The investigation is the latest development in a case involving whistle-blowers' charges that David Aguilar, the head of the Border Patrol in Washington, and other managers knew of the kickback scheme but did nothing to stop it. Aguilar, who directs the enforcement efforts of 11,000 agents nationwide, has strongly denied the charges.
Robert Bonner, the commissioner of U.S. Customs and Border Protection, requested the inspector general's review in a June 3 memo he sent to Richard Skinner, the acting DHS inspector general. Bonner also rejected charges that his agency, which includes the Border Patrol, had failed to conduct a thorough investigation of the kickback scheme. In a phone conversation with Skinner on June 3, Bonner expressed the "utmost confidence" in Aguilar, according to Kristi Clemens, a Bonner aide. The investigation, says Skinner's spokesperson, Tamara Faulkner, will be conducted "as quickly and thoroughly as possible."
The case involves charges by two former Border Patrol agents, Larry Davenport and Willie Forester [Cheating down on the border (6/6/05)]. In February 2001, the two men complained to the Justice Department about a kickback scheme involving agents temporarily assigned to the Douglas, Ariz., station. In a subsequent report, the Justice Department's Office of Inspector General confirmed their allegations. Its report said that some agents had accepted cash kickbacks from supervisors who rented rooms to them, or had taken cash and other inducements from hotels and apartments that sought their business.
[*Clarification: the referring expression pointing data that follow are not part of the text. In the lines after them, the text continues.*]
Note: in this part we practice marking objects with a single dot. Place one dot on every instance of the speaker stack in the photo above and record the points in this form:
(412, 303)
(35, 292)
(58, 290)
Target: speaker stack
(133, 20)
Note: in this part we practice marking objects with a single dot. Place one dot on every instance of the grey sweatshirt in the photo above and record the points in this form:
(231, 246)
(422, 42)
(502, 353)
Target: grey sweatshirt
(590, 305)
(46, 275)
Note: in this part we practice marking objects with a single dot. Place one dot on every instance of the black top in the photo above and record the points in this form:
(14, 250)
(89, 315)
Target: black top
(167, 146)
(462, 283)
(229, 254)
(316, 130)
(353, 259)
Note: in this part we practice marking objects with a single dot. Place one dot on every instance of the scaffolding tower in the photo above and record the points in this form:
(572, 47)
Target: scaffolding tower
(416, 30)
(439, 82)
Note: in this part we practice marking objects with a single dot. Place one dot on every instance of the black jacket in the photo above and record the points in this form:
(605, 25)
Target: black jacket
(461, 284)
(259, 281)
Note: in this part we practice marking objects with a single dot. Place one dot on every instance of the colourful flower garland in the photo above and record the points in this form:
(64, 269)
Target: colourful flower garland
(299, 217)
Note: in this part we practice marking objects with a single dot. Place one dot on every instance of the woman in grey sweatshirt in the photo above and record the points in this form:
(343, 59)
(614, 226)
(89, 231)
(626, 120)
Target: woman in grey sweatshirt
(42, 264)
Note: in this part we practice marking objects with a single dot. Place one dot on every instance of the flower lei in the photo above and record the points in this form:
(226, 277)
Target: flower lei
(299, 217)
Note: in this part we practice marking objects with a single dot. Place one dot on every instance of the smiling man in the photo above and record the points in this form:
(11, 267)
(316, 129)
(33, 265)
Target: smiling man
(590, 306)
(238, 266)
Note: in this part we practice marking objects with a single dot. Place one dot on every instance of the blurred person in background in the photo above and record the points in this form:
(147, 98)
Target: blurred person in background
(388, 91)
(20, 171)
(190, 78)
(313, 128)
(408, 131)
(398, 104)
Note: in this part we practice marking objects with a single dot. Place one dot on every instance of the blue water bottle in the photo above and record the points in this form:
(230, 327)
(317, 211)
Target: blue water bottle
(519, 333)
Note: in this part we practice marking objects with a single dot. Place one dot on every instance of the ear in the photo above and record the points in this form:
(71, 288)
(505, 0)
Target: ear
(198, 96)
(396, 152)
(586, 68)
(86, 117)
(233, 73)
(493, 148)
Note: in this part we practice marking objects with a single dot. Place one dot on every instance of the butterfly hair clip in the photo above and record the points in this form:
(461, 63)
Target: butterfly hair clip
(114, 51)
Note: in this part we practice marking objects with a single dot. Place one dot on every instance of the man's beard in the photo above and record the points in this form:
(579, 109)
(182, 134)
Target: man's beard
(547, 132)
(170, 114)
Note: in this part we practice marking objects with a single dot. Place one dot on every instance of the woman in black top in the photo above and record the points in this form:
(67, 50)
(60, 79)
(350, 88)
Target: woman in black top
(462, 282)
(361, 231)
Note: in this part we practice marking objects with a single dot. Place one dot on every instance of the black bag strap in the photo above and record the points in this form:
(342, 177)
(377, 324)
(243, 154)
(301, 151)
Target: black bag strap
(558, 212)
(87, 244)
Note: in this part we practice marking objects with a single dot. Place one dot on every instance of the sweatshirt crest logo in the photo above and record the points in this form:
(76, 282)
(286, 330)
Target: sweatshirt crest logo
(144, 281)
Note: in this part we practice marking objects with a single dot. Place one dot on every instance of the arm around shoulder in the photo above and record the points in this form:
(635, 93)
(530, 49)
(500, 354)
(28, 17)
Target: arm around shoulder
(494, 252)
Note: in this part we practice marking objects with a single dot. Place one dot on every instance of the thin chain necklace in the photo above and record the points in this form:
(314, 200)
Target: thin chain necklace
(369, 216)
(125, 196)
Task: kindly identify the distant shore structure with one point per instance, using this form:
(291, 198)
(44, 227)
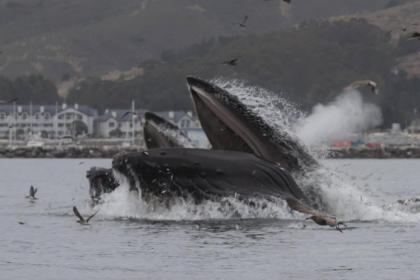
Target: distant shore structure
(30, 124)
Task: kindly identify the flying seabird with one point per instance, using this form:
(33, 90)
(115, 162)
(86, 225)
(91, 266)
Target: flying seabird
(323, 220)
(32, 192)
(231, 62)
(8, 101)
(82, 220)
(319, 218)
(127, 113)
(415, 35)
(373, 86)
The agents had been detailed to Douglas as part of a crackdown on illegal immigration.
The whistle-blowers also complained to the Office of Special Counsel, an agency in Washington set up to protect government employees who uncover misconduct. In papers filed with that office, Davenport and Forester said that senior managers, including Aguilar, were aware of the kickback scheme but failed to act. Aguilar was chief patrol agent in the Tucson region, which included the Douglas area, before becoming the Border Patrol's top official last July.
In a scathing report, issued late last month, Special Counsel Scott Bloch accused the Justice Department's Office of Inspector General of dragging its feet, although, ultimately, he said, it had detailed a serious pattern of misconduct. Bloch also took issue with separate internal reviews made by Bonner's agency, Customs and Border Protection. He said that Bonner's agency did not pursue evidence indicating that some managers at the Douglas station were aware of the scheme. By failing to conduct "a thorough review," Bloch said in a separate press statement, Bonner's agency risked creating the appearance of a "whitewash."
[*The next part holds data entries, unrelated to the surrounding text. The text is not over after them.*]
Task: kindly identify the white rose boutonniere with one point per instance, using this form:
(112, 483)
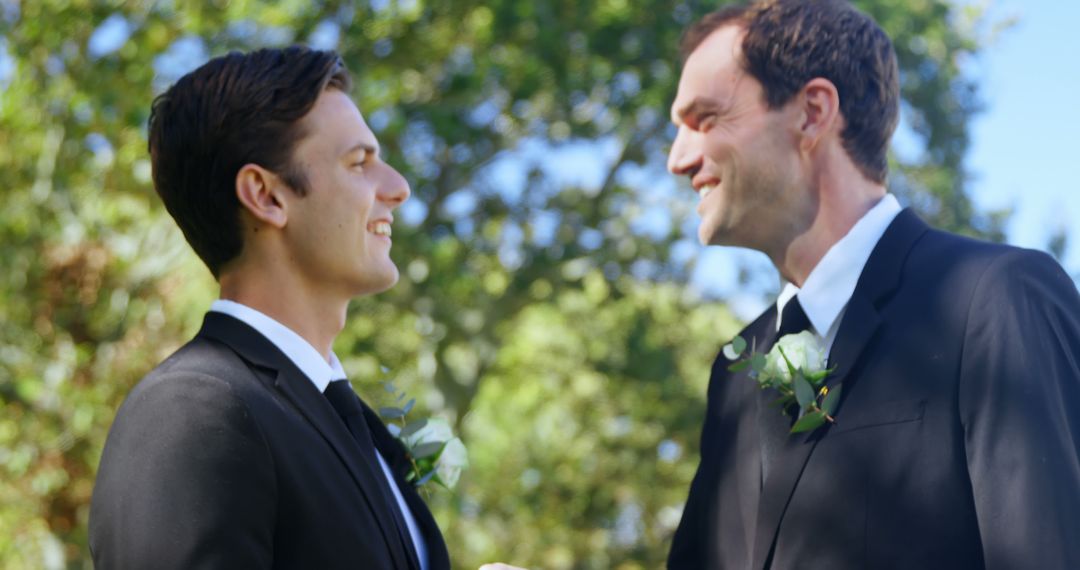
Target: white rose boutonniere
(795, 367)
(435, 455)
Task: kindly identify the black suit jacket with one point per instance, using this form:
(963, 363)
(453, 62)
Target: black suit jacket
(226, 456)
(957, 438)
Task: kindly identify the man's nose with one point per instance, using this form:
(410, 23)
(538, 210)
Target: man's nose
(685, 157)
(394, 189)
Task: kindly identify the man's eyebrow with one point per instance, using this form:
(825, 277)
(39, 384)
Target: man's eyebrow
(696, 107)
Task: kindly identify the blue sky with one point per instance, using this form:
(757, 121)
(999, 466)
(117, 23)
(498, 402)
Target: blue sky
(1025, 149)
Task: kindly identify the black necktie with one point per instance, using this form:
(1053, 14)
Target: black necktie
(793, 321)
(347, 404)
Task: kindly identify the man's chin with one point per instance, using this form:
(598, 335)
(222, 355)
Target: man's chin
(374, 284)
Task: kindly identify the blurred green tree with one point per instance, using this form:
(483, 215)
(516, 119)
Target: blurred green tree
(543, 306)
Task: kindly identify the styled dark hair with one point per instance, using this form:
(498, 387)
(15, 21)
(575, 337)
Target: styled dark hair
(788, 42)
(233, 110)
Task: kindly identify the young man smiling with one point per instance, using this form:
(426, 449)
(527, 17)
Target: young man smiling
(956, 443)
(246, 448)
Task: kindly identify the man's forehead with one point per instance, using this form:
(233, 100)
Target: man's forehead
(711, 75)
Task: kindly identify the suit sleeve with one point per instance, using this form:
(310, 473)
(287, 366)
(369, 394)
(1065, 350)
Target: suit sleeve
(186, 480)
(1020, 404)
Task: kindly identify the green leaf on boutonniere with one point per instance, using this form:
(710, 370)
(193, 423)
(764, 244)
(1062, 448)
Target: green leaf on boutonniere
(809, 422)
(391, 412)
(804, 392)
(817, 378)
(832, 398)
(757, 362)
(739, 366)
(428, 449)
(427, 477)
(413, 426)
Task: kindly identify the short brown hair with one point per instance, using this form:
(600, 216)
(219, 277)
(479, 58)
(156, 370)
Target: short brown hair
(233, 110)
(788, 42)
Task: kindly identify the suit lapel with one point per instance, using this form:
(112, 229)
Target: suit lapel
(256, 349)
(861, 320)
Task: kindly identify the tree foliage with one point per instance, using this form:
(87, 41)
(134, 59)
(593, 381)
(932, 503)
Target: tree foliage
(541, 308)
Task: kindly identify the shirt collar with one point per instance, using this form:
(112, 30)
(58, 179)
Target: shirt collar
(299, 351)
(832, 282)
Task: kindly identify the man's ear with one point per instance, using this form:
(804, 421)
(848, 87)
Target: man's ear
(259, 193)
(821, 111)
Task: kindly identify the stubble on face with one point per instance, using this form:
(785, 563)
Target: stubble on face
(732, 147)
(333, 240)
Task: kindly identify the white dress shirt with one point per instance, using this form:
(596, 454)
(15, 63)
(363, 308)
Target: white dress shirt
(321, 372)
(827, 289)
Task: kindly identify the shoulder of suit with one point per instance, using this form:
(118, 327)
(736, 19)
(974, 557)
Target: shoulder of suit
(962, 252)
(205, 365)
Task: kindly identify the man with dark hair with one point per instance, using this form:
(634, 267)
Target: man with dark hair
(247, 448)
(955, 442)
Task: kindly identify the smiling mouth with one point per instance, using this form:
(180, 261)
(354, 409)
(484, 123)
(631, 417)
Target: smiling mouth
(705, 190)
(381, 228)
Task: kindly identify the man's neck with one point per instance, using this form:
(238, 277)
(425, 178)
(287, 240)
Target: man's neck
(315, 316)
(839, 208)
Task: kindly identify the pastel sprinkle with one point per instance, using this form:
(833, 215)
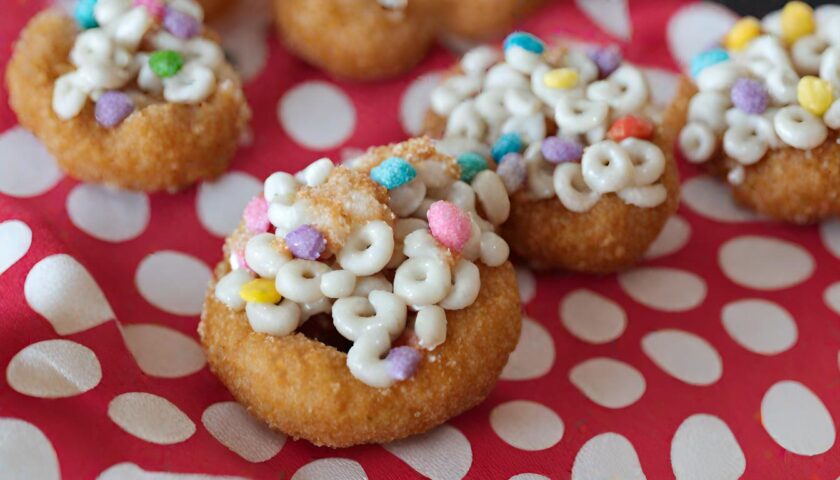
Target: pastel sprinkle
(512, 171)
(84, 14)
(526, 41)
(607, 59)
(471, 164)
(180, 24)
(507, 143)
(749, 96)
(560, 150)
(256, 215)
(814, 94)
(260, 290)
(393, 172)
(112, 108)
(306, 242)
(402, 362)
(561, 78)
(166, 63)
(449, 224)
(706, 59)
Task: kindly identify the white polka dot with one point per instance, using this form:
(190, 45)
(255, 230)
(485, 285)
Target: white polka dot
(442, 454)
(830, 234)
(613, 16)
(534, 354)
(684, 356)
(607, 382)
(162, 351)
(592, 317)
(108, 214)
(527, 283)
(662, 83)
(332, 468)
(16, 238)
(765, 263)
(244, 30)
(796, 419)
(130, 471)
(705, 448)
(54, 369)
(832, 297)
(712, 198)
(695, 27)
(174, 282)
(607, 456)
(220, 203)
(415, 102)
(236, 429)
(760, 326)
(526, 425)
(25, 452)
(317, 115)
(673, 237)
(666, 289)
(62, 291)
(150, 418)
(26, 168)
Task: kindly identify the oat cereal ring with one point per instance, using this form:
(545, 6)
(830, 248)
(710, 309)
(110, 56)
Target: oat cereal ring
(138, 109)
(318, 346)
(777, 143)
(375, 39)
(595, 189)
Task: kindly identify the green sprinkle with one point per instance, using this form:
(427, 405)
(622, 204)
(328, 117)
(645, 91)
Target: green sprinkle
(471, 164)
(166, 63)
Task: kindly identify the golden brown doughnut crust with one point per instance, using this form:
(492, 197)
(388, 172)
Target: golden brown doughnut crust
(304, 389)
(787, 184)
(361, 40)
(162, 146)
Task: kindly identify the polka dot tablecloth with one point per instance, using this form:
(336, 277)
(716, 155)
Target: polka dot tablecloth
(717, 358)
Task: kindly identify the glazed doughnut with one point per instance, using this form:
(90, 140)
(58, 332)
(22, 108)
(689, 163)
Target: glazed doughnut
(610, 183)
(345, 342)
(375, 39)
(153, 133)
(775, 141)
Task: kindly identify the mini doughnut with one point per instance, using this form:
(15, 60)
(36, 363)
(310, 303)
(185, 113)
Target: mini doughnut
(596, 211)
(375, 39)
(412, 355)
(784, 162)
(158, 136)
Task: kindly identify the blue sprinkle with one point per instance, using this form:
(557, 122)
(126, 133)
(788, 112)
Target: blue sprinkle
(471, 164)
(507, 143)
(84, 14)
(707, 59)
(524, 40)
(393, 172)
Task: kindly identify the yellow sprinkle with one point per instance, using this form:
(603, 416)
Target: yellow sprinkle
(260, 290)
(560, 78)
(814, 94)
(742, 33)
(797, 21)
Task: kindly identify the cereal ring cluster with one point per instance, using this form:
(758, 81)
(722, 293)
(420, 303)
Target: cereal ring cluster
(373, 39)
(770, 93)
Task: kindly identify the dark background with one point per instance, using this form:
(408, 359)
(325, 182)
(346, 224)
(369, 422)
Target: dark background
(759, 8)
In his letter requesting a new investigation by DHS's inspector general, Bonner rejected Bloch's criticisms. He said that, immediately after learning of the kickback allegations, he created a special panel to review the matter. That panel, he said, recommended disciplinary action against 45 Border Patrol agents. His agency, Bonner wrote, "does not shirk from its responsibility to act when findings of fact warrant disciplinary action." (Ultimately, 23 agents and three low-level supervisors were disciplined; two other agents were indicted, and are awaiting trial.) The commissioner went on to say that a subsequent investigation by his Office of Internal Affairs turned up "no misconduct on the part of Border Patrol managers or supervisors beyond that" uncovered in the Justice Department inquiry.
However, because of Bloch's assertions, he added, he was asking the DHS inspector general's office to review prior investigations and "to conduct such additional investigation into the matter as your office deems appropriate." Bonner said that he would make available "all records, tapes, transcripts, or other evidence" obtained by his investigators.